Antibiotic resistance: Superbugs can be killed by modifying existing drugs, scientists discover
One type of antibiotic is found to kill bacteria by ripping it open by brute force, a previously unknown method that could help make a whole new generation of drugs
In the evolutionary arms-race between deadly bacteria and the antibiotics used by doctors to kill them, the bugs have very definitely been gaining the upper hand in recent years.
But, amid growing reports of bacteria resistant to even the ‘last resort’ antibiotics, comes the news that scientists have found a new way that some existing drugs can still be effective.

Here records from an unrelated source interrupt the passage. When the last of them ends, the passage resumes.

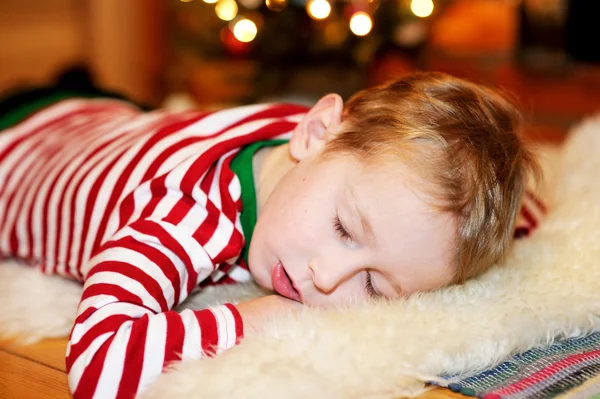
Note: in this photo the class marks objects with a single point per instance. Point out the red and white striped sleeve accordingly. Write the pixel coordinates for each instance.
(125, 331)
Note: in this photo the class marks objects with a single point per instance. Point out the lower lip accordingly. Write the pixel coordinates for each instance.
(282, 283)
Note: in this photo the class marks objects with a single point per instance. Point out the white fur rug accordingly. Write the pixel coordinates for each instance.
(548, 288)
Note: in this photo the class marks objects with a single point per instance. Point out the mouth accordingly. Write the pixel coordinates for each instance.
(283, 284)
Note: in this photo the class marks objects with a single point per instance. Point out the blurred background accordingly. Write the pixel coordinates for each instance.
(219, 53)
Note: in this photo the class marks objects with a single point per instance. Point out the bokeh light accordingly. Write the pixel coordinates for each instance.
(245, 30)
(318, 9)
(422, 8)
(361, 23)
(251, 4)
(226, 9)
(276, 5)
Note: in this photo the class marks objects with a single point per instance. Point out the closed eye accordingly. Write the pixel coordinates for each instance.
(341, 230)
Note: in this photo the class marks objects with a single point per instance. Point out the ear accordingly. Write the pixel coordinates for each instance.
(317, 126)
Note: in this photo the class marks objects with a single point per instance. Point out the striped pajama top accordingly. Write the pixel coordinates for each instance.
(141, 208)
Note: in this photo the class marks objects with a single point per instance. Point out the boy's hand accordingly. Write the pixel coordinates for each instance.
(255, 312)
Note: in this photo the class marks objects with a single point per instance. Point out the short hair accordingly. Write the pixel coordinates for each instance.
(463, 137)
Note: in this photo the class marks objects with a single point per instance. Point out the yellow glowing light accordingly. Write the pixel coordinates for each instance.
(276, 5)
(226, 9)
(318, 9)
(245, 30)
(360, 23)
(422, 8)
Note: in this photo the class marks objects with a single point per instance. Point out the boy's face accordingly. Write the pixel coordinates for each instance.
(331, 226)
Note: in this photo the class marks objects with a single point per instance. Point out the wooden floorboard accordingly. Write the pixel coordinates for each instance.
(37, 371)
(22, 378)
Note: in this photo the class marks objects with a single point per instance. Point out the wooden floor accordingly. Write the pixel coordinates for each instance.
(38, 372)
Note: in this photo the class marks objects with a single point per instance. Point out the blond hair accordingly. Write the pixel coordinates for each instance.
(462, 137)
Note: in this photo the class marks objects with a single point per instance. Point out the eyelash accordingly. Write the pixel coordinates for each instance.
(369, 286)
(343, 233)
(341, 230)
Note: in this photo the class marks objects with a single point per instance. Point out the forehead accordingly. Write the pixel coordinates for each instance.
(415, 240)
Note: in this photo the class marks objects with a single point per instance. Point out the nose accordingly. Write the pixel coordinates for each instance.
(327, 276)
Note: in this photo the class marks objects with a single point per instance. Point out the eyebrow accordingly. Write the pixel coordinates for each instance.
(364, 221)
(368, 229)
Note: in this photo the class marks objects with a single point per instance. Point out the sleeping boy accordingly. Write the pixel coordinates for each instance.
(408, 187)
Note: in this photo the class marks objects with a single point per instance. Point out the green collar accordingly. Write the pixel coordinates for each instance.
(241, 165)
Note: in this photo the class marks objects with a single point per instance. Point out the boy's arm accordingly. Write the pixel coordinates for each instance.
(125, 331)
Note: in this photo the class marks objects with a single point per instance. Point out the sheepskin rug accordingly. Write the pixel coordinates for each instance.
(547, 289)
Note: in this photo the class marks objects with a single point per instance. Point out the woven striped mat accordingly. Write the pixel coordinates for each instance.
(568, 369)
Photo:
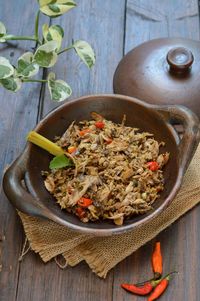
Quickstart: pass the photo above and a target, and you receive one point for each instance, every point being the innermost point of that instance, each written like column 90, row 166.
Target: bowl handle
column 20, row 198
column 190, row 137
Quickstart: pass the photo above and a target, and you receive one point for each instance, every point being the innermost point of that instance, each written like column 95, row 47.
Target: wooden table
column 113, row 28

Normally antibiotics must bind to a bacteria cell in order to kill it, like putting a key in a locked door.
But the researchers found that one drug exerted such a strong physical force on the bacteria that it “tore the door off its hinges”.
The hunt is now on for other antibiotics with similar properties to create a “new generation” of drugs capable of defeating even the most resistant superbugs.
Last year, growing concern about antibiotic resistance prompted then Prime Minister David Cameron to warn of “catastrophic consequences” if the problem was not dealt with across the world. The UK was instrumental in organising a meeting at the United Nations to discuss the issue.
One of the researchers, Dr Joseph Ndieyira, of University College London, said: “Antibiotics work in different ways, but they all need to bind to bacterial cells in order to kill them.
“Antibiotics have ‘keys’ that fit ‘locks’ on bacterial cell surfaces, allowing them to latch on.
“When a bacterium becomes resistant to a drug, it effectively changes the locks so the key won’t fit any more.
“Incredibly, we found that certain antibiotics can still ‘force’ the lock, allowing them to bind to and kill resistant bacteria because they are able to push hard enough.